I have recently found myself returning to an evening meditation as I prepare for sleep, in which I travel a wooded path to a sacred grove. I’ve described this before, but for some time I had fallen off the practice. I’m not terribly good at quieting my mind – I would do well to make it a regular practice, and perhaps now that I can rely on my schedule being at least moderately the same I can begin that. I’m not good at dealing with widely varying schedules, I have learned, so fitting something I want to become a regular practice into a schedule that is never the same week-to-week has been exceedingly difficult.

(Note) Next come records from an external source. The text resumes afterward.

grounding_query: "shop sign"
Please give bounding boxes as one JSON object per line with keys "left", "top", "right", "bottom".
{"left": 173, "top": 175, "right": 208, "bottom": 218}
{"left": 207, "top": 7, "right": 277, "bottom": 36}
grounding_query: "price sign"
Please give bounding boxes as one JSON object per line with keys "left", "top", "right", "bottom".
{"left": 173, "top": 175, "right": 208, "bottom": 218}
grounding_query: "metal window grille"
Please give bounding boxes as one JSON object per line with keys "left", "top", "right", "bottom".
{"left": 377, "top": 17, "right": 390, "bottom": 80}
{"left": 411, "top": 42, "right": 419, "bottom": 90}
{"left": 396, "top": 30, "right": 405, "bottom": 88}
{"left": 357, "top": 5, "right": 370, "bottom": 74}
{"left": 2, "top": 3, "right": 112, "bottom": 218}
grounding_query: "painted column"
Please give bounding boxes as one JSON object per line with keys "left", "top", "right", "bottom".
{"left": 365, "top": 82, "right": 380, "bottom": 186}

To get back to the point, I’ve recently found myself imagining that grove before I go to sleep. Often enough, I find myself imagining it when I wake as well. I would like to think that I can use that place of peace to center myself whenever I get stressed or anxious, such as I expect to happen at work over the coming weeks. The promotion I received puts me in competition with the other trainer, and she is not taking it well. While for me, it’s not about getting all the classes for myself but in getting enough classes for the week for the store, for her, I’m a threat to her paycheck and that’s aggravating. I can use the grove meditation to help me find a centered place whenever dealing with her gets to be too much.
I am also going to once more renew my focus on my OBOD lessons. Again, it’s hard for me to focus on something when my own schedule varies so much. Now that I can take several hours a couple of days a week and give the lessons my full attention, I believe I will do better with them. I need to send them money so I can get my last few sets of cd’s as well. I’ll do that with my next check, probably. Then I’ll start saving some money so I can get the printed copies as well. I regret choosing the cd version over the printed one. I would have done better if I could just sit with the paper copies in my lap, reading and rereading.

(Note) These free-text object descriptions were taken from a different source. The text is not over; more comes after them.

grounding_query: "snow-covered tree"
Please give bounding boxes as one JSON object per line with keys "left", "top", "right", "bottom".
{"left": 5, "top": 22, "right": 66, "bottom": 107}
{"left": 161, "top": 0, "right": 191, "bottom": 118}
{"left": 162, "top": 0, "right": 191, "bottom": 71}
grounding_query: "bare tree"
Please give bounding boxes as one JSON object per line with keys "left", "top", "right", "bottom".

I am also looking into another course, taught by a fellow knitter, Cat Treadwell. It will be a year, likely, before I’m able to being that course, but that gives me time to finish my Bardic grade in OBOD, and time for my new promotion (and hopefully another) to settle out and my life to become more stable. I have no illusions my life will ever be truly stable, but it can approach it, at the very least.
The summer Solstice approaches. I am going crazy with all the people saying ‘Summer’s almost here’. It’s been 80-90 degrees or more here for over a month. Hello, that’s already summer, folks. Summer started in May, as it always does. The Summer Solstice is the middle of summer. They do it with every season, and it’s maddening.I understand it’s in part because of the way our seasons run here, but even in the northeast where I lived for half of my life, they treated June 21st as the first day of summer, December 21st as the first day of winter, March 21st as the first day of spring, and September 21st as the first day of Autumn. It’s just not how it works. But you cannot educate the mundanes. They don’t hear it. They hear only what they’ve been taught.

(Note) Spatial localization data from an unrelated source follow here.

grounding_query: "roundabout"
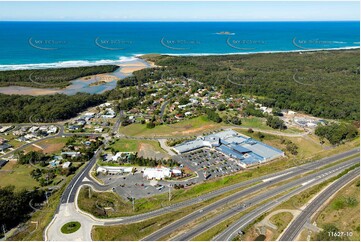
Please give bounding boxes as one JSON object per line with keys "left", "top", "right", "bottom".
{"left": 61, "top": 221, "right": 81, "bottom": 234}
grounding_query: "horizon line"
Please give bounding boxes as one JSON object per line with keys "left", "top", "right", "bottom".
{"left": 1, "top": 20, "right": 360, "bottom": 22}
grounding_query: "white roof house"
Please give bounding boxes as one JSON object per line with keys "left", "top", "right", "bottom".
{"left": 28, "top": 126, "right": 39, "bottom": 133}
{"left": 96, "top": 166, "right": 133, "bottom": 175}
{"left": 62, "top": 161, "right": 72, "bottom": 169}
{"left": 0, "top": 126, "right": 12, "bottom": 133}
{"left": 171, "top": 169, "right": 182, "bottom": 176}
{"left": 143, "top": 167, "right": 171, "bottom": 180}
{"left": 47, "top": 125, "right": 58, "bottom": 134}
{"left": 112, "top": 152, "right": 122, "bottom": 161}
{"left": 84, "top": 112, "right": 95, "bottom": 117}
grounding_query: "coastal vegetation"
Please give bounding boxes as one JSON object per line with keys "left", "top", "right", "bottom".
{"left": 0, "top": 50, "right": 358, "bottom": 124}
{"left": 0, "top": 186, "right": 45, "bottom": 238}
{"left": 0, "top": 92, "right": 106, "bottom": 123}
{"left": 315, "top": 122, "right": 359, "bottom": 145}
{"left": 140, "top": 49, "right": 360, "bottom": 120}
{"left": 0, "top": 65, "right": 118, "bottom": 88}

In Nimue Brown’s recent post about her graduation from Cat Treadwell’s course, she says that a friend of hers defines druids as being ‘people of the trees’. She goes on to say we are the people of the grove, which is a term I really resonate with. I am most at peace in two places: on the shore of a lake or ocean or river, and in the forest. I am a child of the grove. I have for twenty years called myself a pagan, and a witch, and I am still those things. but I am also a child of the forest, a daughter of the earth and of the ocean. As I pursue my spiritual explorations I am keeping those things in mind most of all.